The hearing was not reported. Based on the arbitrator's ensuing ruling, she was apparently presented with evidence that was not presented to the district court and is therefore not included in the record on appeal, as the ruling contains factual details that are not supported by matters in the district court record, other than the arbitration decision itself. The only items that were presented to the district court- the arbitration decision; the CBA; the June 5, 2019 letter to Turner; and grievance documents-came before the district court as attachments to various filings in the district court. And while the parties apparently submitted post-hearing briefs to the arbitrator, they are not included in the record in this appeal.

Ultimately, the arbitrator found the CBA and applicable statutes demonstrate "that the contractually-established assessment system that applies to Turner requires three-year evaluations, permits intensive assistance, and assumes that the decision to put a teacher on intensive assistance will be preceded by a timely, properly performed evaluation." The arbitrator reasoned "this outcome turns on the conclusion that the system simply cannot work fairly in any other way." The arbitrator ordered the District to remove the June 5 letter from Turner's personnel file and "conduct a fair and objective evaluation of Turner's job performance."

In September 2020, the District filed an application to vacate or modify the arbitration award in the district court, asserting Turner's placement on intensive assistance and placement of the letter in her personnel file were not grievable and the arbitrator therefore exceeded her power. See Iowa Code § 679A.12(1)(c). The court set a hearing to receive oral arguments in February 2021. Prior to hearing, the Association and Turner filed a motion for summary judgment. That motion was followed by pre-hearing briefs from the parties.

The District did not specifically request the order that it conduct an evaluation of Turner be vacated.

Following an unreported hearing, the court entered a ruling vacating the arbitration award in its entirety. The court concluded the arbitrator based her decision on "her own vision of justice" as opposed to the express terms of the CBA, the plain language of section 13.10 of the CBA and Iowa Code section 284.8(2) clearly render intensive assistance and its implementation not grievable, the issue was not arbitrable, and the arbitrator therefore exceeded her authority.

The Association and Turner appeal.

II. Standard of Review

"[W]e review the appeal of an arbitration award 'in the manner and to the same extent as from orders or judgments in a civil action.'" Ales v. Anderson, Gabelmann, Lower & Whitlow, P.C., 728 N.W.2d 832, 838-39 (Iowa 2007) (quoting Iowa Code § 679A.17(2)). "Accordingly, our review is for correction of errors at law because this is an appeal from a court order in a civil law suit." Id. at 839. But our review is limited because applying "a broad scope of judicial review" that would "allow courts to 'second guess' an arbitrator . . . would nullify the very advantage of arbitration." Id. (quoting $99 Down Payment, Inc. v.

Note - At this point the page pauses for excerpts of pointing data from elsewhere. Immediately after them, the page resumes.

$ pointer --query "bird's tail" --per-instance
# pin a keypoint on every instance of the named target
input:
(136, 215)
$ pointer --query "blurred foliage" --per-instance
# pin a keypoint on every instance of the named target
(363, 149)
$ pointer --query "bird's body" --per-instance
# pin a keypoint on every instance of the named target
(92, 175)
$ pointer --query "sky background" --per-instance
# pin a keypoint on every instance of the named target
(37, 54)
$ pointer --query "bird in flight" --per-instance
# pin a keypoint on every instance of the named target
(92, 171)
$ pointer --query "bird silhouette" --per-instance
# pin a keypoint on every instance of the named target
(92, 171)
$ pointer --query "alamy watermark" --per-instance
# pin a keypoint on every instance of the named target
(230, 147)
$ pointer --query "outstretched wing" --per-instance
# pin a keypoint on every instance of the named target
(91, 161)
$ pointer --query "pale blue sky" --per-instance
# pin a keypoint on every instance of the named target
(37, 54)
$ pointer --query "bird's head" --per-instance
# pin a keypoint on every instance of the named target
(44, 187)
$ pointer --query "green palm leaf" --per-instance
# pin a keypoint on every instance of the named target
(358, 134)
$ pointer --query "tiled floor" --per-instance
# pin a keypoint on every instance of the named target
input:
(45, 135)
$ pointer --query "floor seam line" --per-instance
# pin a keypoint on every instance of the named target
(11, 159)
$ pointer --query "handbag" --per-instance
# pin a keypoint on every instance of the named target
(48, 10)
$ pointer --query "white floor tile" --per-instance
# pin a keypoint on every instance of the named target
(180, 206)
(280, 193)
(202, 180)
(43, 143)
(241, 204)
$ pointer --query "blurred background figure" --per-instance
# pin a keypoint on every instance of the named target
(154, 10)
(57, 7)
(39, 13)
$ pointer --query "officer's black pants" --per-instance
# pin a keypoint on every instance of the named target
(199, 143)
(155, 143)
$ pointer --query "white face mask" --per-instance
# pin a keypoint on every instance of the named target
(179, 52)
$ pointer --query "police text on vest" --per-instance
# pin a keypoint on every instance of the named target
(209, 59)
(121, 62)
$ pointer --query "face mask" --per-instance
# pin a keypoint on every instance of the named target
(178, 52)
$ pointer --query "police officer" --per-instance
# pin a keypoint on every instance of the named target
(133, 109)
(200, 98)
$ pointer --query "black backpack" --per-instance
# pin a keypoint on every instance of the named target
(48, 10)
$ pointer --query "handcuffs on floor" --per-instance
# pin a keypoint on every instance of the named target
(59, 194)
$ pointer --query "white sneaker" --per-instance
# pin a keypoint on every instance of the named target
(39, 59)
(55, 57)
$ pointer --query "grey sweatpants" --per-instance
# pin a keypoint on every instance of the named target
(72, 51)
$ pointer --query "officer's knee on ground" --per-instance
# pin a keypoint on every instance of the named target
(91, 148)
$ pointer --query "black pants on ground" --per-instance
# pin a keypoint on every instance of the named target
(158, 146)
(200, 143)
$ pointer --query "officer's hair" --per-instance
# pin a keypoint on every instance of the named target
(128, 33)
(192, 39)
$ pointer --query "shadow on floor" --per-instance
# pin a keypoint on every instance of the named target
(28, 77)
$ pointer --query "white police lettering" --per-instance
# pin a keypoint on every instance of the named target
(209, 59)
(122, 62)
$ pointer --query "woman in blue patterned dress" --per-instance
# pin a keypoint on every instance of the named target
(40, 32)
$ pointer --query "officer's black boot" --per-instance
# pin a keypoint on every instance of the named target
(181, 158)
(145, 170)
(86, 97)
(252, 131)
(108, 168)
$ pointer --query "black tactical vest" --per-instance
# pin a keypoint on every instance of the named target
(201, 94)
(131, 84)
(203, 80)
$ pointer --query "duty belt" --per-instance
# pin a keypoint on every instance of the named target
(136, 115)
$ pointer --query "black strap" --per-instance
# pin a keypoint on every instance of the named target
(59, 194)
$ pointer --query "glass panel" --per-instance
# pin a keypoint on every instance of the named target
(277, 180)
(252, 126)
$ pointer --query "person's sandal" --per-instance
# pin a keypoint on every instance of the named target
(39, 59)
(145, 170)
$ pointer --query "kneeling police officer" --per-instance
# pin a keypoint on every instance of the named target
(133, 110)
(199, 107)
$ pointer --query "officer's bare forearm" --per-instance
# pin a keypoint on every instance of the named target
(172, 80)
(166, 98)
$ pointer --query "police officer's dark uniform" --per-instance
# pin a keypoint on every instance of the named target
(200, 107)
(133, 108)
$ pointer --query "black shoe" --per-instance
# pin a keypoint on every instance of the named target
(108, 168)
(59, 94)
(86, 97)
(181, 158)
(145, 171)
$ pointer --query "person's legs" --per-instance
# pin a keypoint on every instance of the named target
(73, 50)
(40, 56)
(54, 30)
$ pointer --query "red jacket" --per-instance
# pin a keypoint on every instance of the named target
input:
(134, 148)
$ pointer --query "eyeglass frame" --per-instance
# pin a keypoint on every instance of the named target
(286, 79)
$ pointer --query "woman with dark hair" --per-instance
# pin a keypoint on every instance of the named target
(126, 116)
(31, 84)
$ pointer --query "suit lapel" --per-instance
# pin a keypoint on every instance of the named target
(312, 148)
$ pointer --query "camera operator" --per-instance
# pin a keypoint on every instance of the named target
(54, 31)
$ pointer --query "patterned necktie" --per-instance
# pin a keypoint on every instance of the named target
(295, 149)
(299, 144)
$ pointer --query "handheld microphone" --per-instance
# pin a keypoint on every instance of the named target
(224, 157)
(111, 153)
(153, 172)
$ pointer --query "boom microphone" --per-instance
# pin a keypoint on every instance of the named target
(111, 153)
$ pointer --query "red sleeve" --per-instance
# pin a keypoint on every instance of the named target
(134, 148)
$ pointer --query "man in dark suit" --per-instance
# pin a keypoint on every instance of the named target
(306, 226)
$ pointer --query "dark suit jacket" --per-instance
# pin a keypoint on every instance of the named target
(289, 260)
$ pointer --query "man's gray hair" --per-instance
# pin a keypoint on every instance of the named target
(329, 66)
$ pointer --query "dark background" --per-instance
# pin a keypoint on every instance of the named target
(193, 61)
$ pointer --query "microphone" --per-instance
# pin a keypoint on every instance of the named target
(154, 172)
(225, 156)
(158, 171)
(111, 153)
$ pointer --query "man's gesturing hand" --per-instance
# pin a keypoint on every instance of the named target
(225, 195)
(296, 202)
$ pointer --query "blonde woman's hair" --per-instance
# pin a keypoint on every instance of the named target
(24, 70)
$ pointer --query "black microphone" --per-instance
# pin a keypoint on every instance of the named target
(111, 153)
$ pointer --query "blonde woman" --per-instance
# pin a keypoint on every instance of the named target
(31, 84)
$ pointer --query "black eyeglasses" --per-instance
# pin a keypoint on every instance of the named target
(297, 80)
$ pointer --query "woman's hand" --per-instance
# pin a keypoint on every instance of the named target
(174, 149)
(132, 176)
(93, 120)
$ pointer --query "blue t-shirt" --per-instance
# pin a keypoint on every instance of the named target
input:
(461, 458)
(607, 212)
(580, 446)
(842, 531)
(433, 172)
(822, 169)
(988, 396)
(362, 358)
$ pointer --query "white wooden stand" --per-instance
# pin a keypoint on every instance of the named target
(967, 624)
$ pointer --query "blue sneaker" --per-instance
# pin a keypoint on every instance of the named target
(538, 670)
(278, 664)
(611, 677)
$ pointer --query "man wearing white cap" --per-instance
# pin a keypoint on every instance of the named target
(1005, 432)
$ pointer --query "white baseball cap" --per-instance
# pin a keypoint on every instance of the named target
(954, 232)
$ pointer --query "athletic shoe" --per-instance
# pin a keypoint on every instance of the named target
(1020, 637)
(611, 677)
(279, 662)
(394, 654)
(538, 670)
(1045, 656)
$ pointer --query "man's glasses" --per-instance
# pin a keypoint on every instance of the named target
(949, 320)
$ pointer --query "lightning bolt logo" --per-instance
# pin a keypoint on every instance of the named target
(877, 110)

Garard, 592 N.W.2d 691, 694 (Iowa 1999)). Unless the award "violate[s] one of the provisions of section 679A.12(1), we will not correct errors of fact or law." Id.

III. Analysis

On appeal, the Association and Turner argue the district court "erred in substituting its judgment on the arbitrability of the grievance for the judgment of the arbitrator." The Association and Turner essentially argue arbitration is favored and, given "the very limited review of arbitration decisions," the district court exceeded its bounds and "should not have substituted its analysis of the CBA and law for that of the arbitrator." They also argue the CBA and Iowa Code chapter 284 do not preclude arbitration of the grievance at issue.

While the Association and Turner seem to argue the District consented to arbitration, they also agree that the issue of whether the grievance was arbitrable was an issue before the arbitrator. So we are somewhat puzzled about the claim that "[t]he record contains no reservation of the right to contest arbitrability in any manner by either party." The District disputed the arbitrability of the grievance both before the arbitrator and district court. And the parties stipulated to the arbitrator considering the threshold question of arbitrability of the dispute. To the extent the Association and Turner argue the consideration of arbitrability was limited to the arbitrator and not determinable by the district court, following the award and application to vacate, the district court's role in answering this threshold question was to determine "whether the parties agreed to settle the disputed issue by arbitration," which involved "determining the arbitrability of the dispute and the scope of the arbitrator's authority." Postville Cmty. Sch. Dist. v. Billmeyer, 548 N.W.2d 558, 560 (Iowa 1996).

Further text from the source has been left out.